The letter alleged that TeraGo’s incumbent board:
- lacks relevant expertise and experience to compete in rapidly evolving and highly competitive industry; and
- has a history of strategic confusion and value destruction.
Columbia Pacific Advisors already owns about 16 percent of TeraGo’s outstanding common shares. Next up, the private equity firm intends to nominate four highly qualified candidates for the board. They include:
- Gary Sherlock, former CEO of Peer 1 Dedicated Hosting
- Matthew Gerber, CEO of Digital Fortress
- Stu HaaS, former senior VP of investor relations at Expedia
- Matthew Shiltz, CEO of Conga
In some ways, the letter sounds like a publicity stunt — but a serious one at that. In a prepared response, TeraGo said:
“TeraGo received a letter today from Columbia Pacific, a US hedge fund, mere minutes before being released to the press. The Board of TeraGo takes the views of all shareholders seriously and will listen, as it does with all shareholders, to Columbia Pacific. The Board of TeraGo has a strong board selection process led by its Corporate Governance Committee. The proposed director candidates of Columbia Pacific will be put through this process. In the interim, no formal nomination, requisition or shareholder proposal has been filed by Columbia Pacific.”
Why is Columbia Pacific Advisors pressuring TeraGo for changes? TeraGo’s stock is down more than 60 percent since the company went public, Columbia Pacific notes (though the hedge fund purchased most of its shares near all-time-low prices). And shares are down about 30 percent in 2015, the firm said.

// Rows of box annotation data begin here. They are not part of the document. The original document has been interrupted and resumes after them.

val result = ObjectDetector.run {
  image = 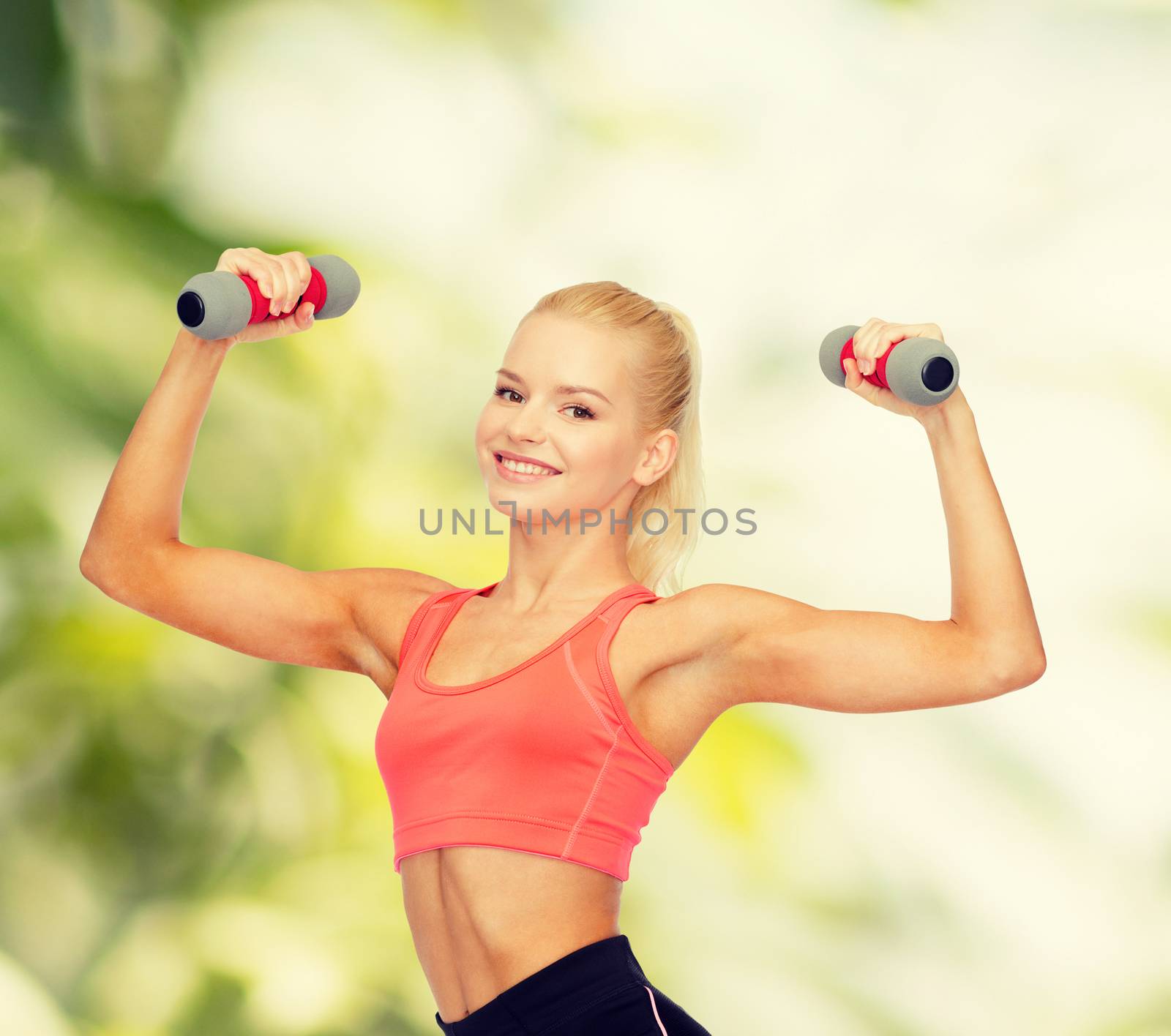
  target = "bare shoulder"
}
[334,568,458,694]
[623,583,758,672]
[609,583,758,769]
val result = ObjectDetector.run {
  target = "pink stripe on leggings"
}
[643,986,667,1036]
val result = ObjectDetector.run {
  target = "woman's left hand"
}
[845,316,964,424]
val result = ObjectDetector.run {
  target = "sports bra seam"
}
[394,810,630,847]
[414,583,648,694]
[595,595,675,778]
[562,640,613,737]
[561,730,618,856]
[398,590,451,672]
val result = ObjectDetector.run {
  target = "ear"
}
[631,429,679,486]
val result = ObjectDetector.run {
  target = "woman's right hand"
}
[215,248,313,347]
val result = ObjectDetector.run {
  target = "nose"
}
[507,406,545,443]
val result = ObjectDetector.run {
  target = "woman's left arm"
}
[671,320,1046,712]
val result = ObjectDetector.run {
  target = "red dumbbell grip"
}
[839,335,898,388]
[236,267,329,324]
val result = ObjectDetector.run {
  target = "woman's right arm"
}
[81,249,452,687]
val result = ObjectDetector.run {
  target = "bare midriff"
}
[400,845,622,1022]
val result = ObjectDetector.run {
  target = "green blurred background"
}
[0,0,1171,1036]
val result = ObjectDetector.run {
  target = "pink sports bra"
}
[375,583,673,882]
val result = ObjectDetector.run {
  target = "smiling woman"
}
[82,253,1044,1036]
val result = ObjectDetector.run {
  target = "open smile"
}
[492,453,561,482]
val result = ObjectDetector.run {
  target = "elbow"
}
[78,547,101,587]
[993,648,1046,694]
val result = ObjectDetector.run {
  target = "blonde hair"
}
[525,281,704,593]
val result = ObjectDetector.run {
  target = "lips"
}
[492,449,561,474]
[492,451,561,484]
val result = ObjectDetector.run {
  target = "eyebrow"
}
[496,367,613,406]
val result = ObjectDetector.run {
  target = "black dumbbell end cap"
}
[174,291,207,328]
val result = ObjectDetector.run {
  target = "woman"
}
[82,248,1044,1036]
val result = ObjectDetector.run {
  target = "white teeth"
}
[500,457,556,476]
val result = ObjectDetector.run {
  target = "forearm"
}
[923,390,1044,673]
[82,328,228,571]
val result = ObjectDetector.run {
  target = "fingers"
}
[853,316,944,376]
[274,252,310,312]
[215,248,313,316]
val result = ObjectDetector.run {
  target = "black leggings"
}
[435,935,712,1036]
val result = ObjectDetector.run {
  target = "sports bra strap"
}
[398,588,464,669]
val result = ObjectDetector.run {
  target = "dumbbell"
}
[174,255,362,338]
[818,324,959,406]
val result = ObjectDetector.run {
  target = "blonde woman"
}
[82,248,1044,1036]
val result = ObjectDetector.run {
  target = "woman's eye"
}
[494,385,597,421]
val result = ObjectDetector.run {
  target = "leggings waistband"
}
[435,934,648,1036]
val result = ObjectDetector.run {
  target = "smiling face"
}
[476,312,654,528]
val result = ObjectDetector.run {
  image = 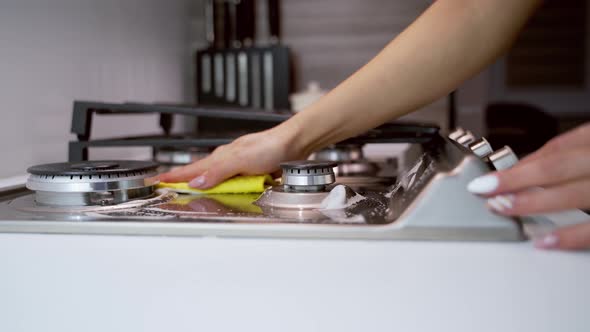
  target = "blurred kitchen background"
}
[0,0,590,177]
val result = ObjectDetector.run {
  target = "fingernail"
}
[188,175,206,188]
[487,198,504,212]
[488,195,514,212]
[467,175,500,194]
[535,234,559,249]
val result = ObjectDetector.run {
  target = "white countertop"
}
[0,228,590,332]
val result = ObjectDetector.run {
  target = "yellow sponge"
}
[158,174,275,194]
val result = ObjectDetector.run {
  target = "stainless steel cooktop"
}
[0,131,523,241]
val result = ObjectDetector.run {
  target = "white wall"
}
[0,0,190,177]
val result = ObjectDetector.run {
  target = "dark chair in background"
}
[485,103,559,156]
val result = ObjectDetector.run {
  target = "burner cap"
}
[27,160,158,206]
[281,160,337,192]
[71,161,119,172]
[27,160,158,176]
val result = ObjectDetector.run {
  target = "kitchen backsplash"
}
[0,0,195,177]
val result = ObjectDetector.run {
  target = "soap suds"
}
[320,185,365,210]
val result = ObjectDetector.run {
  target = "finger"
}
[158,156,211,182]
[535,222,590,250]
[487,177,590,216]
[189,159,241,189]
[520,123,590,163]
[467,147,590,195]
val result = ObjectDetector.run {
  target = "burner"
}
[281,160,338,192]
[313,144,379,177]
[27,160,158,206]
[256,160,350,209]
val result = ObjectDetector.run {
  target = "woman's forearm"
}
[277,0,540,154]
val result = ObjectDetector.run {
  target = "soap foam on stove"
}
[320,185,365,210]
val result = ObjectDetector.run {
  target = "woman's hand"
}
[468,123,590,249]
[158,126,307,189]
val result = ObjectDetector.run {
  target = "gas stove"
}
[0,130,524,241]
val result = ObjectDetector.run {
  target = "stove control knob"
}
[456,130,476,147]
[469,137,494,158]
[488,146,518,171]
[281,160,338,192]
[449,127,465,141]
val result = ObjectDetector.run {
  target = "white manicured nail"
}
[467,175,500,194]
[188,175,205,188]
[488,198,504,212]
[535,234,559,249]
[496,195,514,209]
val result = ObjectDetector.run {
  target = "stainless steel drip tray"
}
[0,188,522,241]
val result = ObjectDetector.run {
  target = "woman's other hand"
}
[468,123,590,249]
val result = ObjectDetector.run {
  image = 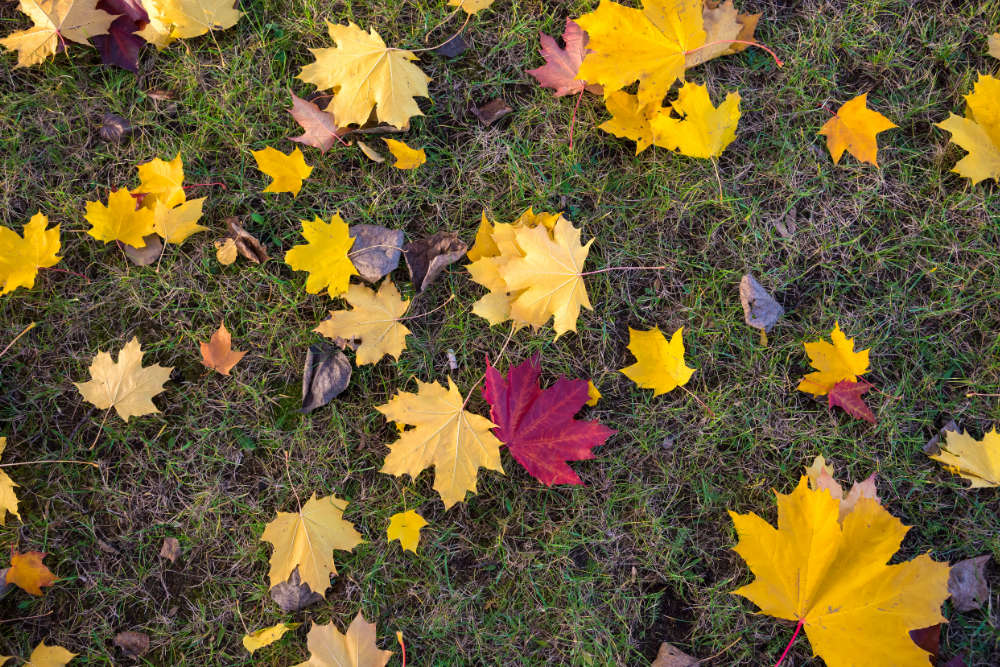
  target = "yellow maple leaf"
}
[252,146,312,197]
[622,327,694,396]
[0,211,62,295]
[819,93,899,167]
[576,0,706,106]
[937,74,1000,185]
[798,322,869,396]
[298,23,430,129]
[285,213,358,297]
[153,197,208,244]
[729,477,949,667]
[375,378,503,509]
[135,153,187,209]
[0,436,21,528]
[930,428,1000,489]
[0,0,117,67]
[84,188,153,248]
[73,337,173,422]
[313,280,410,366]
[24,641,79,667]
[650,82,740,158]
[385,139,427,169]
[243,623,302,655]
[260,493,364,595]
[295,611,392,667]
[386,510,427,553]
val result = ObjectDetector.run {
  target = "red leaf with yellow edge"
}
[483,355,617,486]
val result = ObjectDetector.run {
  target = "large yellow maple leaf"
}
[298,23,431,128]
[260,493,364,595]
[930,428,1000,489]
[285,213,358,297]
[295,611,392,667]
[798,322,869,396]
[0,212,62,295]
[937,74,1000,185]
[314,280,410,366]
[73,337,173,421]
[729,477,950,667]
[0,0,117,67]
[375,378,503,509]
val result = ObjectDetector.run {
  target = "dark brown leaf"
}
[350,224,403,283]
[403,232,469,292]
[300,343,351,414]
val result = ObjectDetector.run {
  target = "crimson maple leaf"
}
[826,380,875,424]
[483,355,617,486]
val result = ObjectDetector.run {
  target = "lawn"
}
[0,0,1000,667]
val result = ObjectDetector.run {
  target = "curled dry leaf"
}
[301,343,351,414]
[349,224,403,283]
[403,232,469,292]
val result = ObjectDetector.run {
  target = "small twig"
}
[0,322,38,357]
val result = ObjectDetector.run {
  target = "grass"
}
[0,0,1000,666]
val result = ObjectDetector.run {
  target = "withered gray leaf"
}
[740,274,785,332]
[114,630,149,658]
[350,224,403,283]
[226,217,270,264]
[300,343,351,414]
[403,232,469,292]
[948,554,990,611]
[270,567,323,611]
[118,234,163,266]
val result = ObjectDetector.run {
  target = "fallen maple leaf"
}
[288,93,351,153]
[483,355,617,486]
[622,327,694,396]
[0,211,62,296]
[0,436,21,526]
[260,493,364,595]
[84,188,154,248]
[826,380,875,424]
[295,611,392,667]
[0,0,115,68]
[285,213,358,298]
[929,428,1000,489]
[385,139,427,169]
[201,323,246,375]
[298,23,430,128]
[251,146,313,197]
[243,623,302,655]
[937,74,1000,185]
[314,280,410,366]
[525,18,604,97]
[386,510,427,553]
[798,322,869,396]
[73,337,173,422]
[729,477,948,667]
[7,551,56,595]
[375,378,503,509]
[819,93,899,167]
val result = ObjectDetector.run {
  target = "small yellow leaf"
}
[84,188,153,248]
[285,213,358,298]
[819,93,898,167]
[253,146,312,197]
[385,139,427,169]
[0,211,62,295]
[798,322,869,396]
[386,510,427,553]
[243,623,302,655]
[622,327,694,396]
[931,428,1000,489]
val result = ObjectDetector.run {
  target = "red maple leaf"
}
[483,355,617,486]
[827,380,875,424]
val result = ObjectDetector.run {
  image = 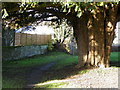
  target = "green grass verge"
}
[2,52,69,88]
[3,52,120,88]
[110,52,120,61]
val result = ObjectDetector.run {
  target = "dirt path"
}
[25,62,55,88]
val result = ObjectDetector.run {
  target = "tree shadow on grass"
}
[110,61,120,67]
[39,64,93,83]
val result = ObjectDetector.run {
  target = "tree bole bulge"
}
[73,7,116,68]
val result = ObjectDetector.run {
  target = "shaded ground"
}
[26,62,55,88]
[3,52,120,88]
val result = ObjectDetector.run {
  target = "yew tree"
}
[2,2,120,67]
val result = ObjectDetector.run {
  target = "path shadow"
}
[110,61,120,67]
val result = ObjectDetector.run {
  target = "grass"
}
[110,52,120,61]
[2,52,69,88]
[35,80,67,88]
[2,51,120,88]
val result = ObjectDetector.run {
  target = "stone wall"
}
[2,45,48,60]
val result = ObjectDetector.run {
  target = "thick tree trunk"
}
[73,4,116,67]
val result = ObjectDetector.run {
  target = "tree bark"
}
[73,4,117,68]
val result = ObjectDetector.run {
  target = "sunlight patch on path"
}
[35,68,118,88]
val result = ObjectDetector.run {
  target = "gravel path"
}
[64,68,118,88]
[35,68,118,88]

Columbia Pacific sees TeraGo locked in a high-risk, high-reward strategy involving cloud services. That sector is “a rapidly evolving, highly competitive space with some of the most well capitalized companies in the world. While we believe this market offers significant opportunities for TeraGo shareholders, the potential for missteps is high, we are aware of many companies that are struggling to execute similar business plans, and, quite frankly, the track record of TeraGo’s Board of Directors (the “Board”) leaves us with grave concerns.”
Among the concerns: The cloud company’s board has little to no experience in the data center and cloud industry; developed an ill-conceived fiber optic plan; and a surprise data center acquisition was an “obsolete strategy.”
Cloud Services: Move Forward or Exit?
The Columbia-TeraGo feud is the latest inflection point in the high-stakes cloud services market. A range of large and small cloud and data center providers have either (A) doubled down on the cloud market or (B) exited to cut their losses in recent weeks.
In the past 24 hours, for instance, AT&T has punted its managed hosted applications business to IBM, while TierPoint acquired a managed cloud provider to expand its midwestern U.S. footprint.
Back at TeraGo, the ball is now in Columbia Pacific Advisors’ court. Will the hedge fund and private equity firm force the issue with TeraGo — or walk away from the leadership debate?